Foto: reprodução de redes sociais
Maria Costa

Dezenove horas, saí de um plantão extenuante numa emergência na Zona Oeste, eu e uma colega olhamos o aplicativo para ver qual dos caminhos para o Centro tinha menos trânsito: Avenida Brasil sem engarrafamento. Sem pensar duas vezes, escolhemos esse caminho, desejando chegar o mais rapidamente possível em casa e descansar o corpo cansado de 12 horas de trabalho.

Já quase no meio do caminho, poucos quilômetros depois de Guadalupe, vejo um carro virando na contramão numa saída da Brasil, comento com a minha colega: “a quantidade de loucos que dirige é impressionante, não sei como não tem mais acidentes”. Mal terminei de fechar a boca, vi a cena que me fez entender que não era nenhum tipo de loucura o que fez alguém tentar sair na contramão na Avenida Brasil, mas desespero.
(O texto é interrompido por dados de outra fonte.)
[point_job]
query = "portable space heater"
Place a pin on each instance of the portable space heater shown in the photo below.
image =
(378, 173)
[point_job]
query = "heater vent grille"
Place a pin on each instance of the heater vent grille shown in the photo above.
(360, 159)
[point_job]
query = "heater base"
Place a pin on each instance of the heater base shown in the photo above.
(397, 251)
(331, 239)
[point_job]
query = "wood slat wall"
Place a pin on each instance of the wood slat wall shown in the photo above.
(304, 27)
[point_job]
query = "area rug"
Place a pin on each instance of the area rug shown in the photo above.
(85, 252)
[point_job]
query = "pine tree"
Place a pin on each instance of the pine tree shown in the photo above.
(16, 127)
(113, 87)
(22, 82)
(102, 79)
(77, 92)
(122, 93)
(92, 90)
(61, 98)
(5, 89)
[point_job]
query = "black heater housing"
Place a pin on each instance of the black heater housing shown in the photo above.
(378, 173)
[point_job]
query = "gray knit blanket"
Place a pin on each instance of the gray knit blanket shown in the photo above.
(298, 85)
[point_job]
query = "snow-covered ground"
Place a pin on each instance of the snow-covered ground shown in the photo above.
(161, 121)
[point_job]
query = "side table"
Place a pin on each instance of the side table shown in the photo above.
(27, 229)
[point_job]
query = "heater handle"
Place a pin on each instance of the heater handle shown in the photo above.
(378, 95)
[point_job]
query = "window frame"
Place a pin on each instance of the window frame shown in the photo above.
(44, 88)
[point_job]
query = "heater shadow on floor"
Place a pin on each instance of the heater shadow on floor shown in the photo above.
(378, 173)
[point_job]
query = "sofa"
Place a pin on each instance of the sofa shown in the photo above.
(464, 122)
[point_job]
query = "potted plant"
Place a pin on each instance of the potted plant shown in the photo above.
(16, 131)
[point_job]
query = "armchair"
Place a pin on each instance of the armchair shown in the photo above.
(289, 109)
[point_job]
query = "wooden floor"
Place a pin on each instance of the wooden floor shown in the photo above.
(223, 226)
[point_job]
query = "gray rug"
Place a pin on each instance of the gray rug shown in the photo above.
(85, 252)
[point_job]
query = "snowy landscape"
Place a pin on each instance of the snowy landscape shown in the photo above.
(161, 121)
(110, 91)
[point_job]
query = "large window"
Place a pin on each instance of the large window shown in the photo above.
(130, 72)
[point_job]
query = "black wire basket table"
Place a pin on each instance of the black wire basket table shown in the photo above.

Na minha frente, todos pararam, várias pessoas saíam rapidamente dos carros e procuravam abrigo na mureta da estrada. Escuto aquele estalido seco, que parece o estouro de uma pipoca, mas muito mais alto, bem perto. Estávamos no meio do tiroteio entre polícia e traficantes na Avenida Brasil, à noite, no escuro.

Nos agachávamos o máximo possível dentro do carro, enquanto ouvíamos as sequências de tiros cada vez mais perto. A minha colega começou a chorar e a dizer repetidamente “eu não quero morrer”. “Não vamos morrer” – eu respondia –, vai ficar tudo bem”. Não que eu acreditasse firmemente nisso, mas não queria eu mesma entrar em pânico.

Houve uma breve suspensão do som de tiros, levantei cuidadosamente a cabeça para ver o que estava acontecendo. Então, entendi por que muita gente tinha saído do carro. Um moço jovem se esgueirava entre os carros com um fuzil na mão, parou atrás de um deles e apoiou o fuzil apontando para o outro lado da avenida. Me abaixei imediatamente, no mesmo momento em que o som de tiros recomeçou. Passaram intermináveis minutos de tiroteio intenso. Até que veio o silêncio, as pessoas que estavam na mureta começaram a se levantar com medo e depois correram rapidamente para os carros. “Vamos! Vamos meter o pé rápido!”

Cheguei em casa viva e sem ferimentos, algo que deveria ser normal e inquestionável, mas, em meio ao Estado de Exceção do Rio, não é. Fui procurar notícias para entender o que tinha acontecido. “Avenida Brasil é fechada durante tiroteio; ação da PM destruiu estrutura de baile na rua em Vigário Geral. Ocorrência policial ocorreu no fim da tarde de sexta na altura de Parada de Lucas. Segundo investigação, festa comemoraria 15 anos de ocupação da região por facção criminosa.”

A PM achou por bem colocar centenas de pessoas, que voltavam do trabalho, em risco num tiroteio no meio da Avenida Brasil, ao final do dia, numa sexta à noite para destruir uma estrutura onde teria um baile. É de uma irracionalidade sem limites. O suposto governo que supostamente deveria proteger a população é o que deliberadamente a coloca em risco em nome de uma guerra inglória. Uma guerra que decorre há mais de 30 anos e nem de longe acabou com o tráfico de drogas, e com certeza a destruição de um baile de favela também não vai mudar nada.

E o que fizeram na Brasil é o que fazem todos os dias nas periferias e favelas do Rio, colocam em risco milhares de pessoas, trabalhadores, idosos e crianças. Fora dos cartões postais da Zona Sul, o Rio vive uma guerra, o Estado demonstra a sua verdadeira e sangrenta face, a do gendarme que protege os interesses dos bilionários da Zona Sul à custa da vida dos trabalhadores pobres.

Como escrevi num artigo anterior, Bolsonaro e Cláudio Castro são os atuais mandantes dessa política de terror nas periferias. Mas a história não começou agora: “essa política oficial de extermínio encontrou solo fértil no Rio por conta das políticas de “segurança” dos últimos 20 anos que na prática tornaram as favelas do Rio num território de Estado de Exceção. A aprovação da Lei Antidrogas e do uso recorrente da Garantia da Lei e da Ordem no Rio e da ocupação militar sancionadas constantemente pelos governos do PT consolidaram a ideologia da criminalização da pobreza e da autorização do Estado para matar na favela.” Bom, como eu mesma testemunhei ontem, não só na favela.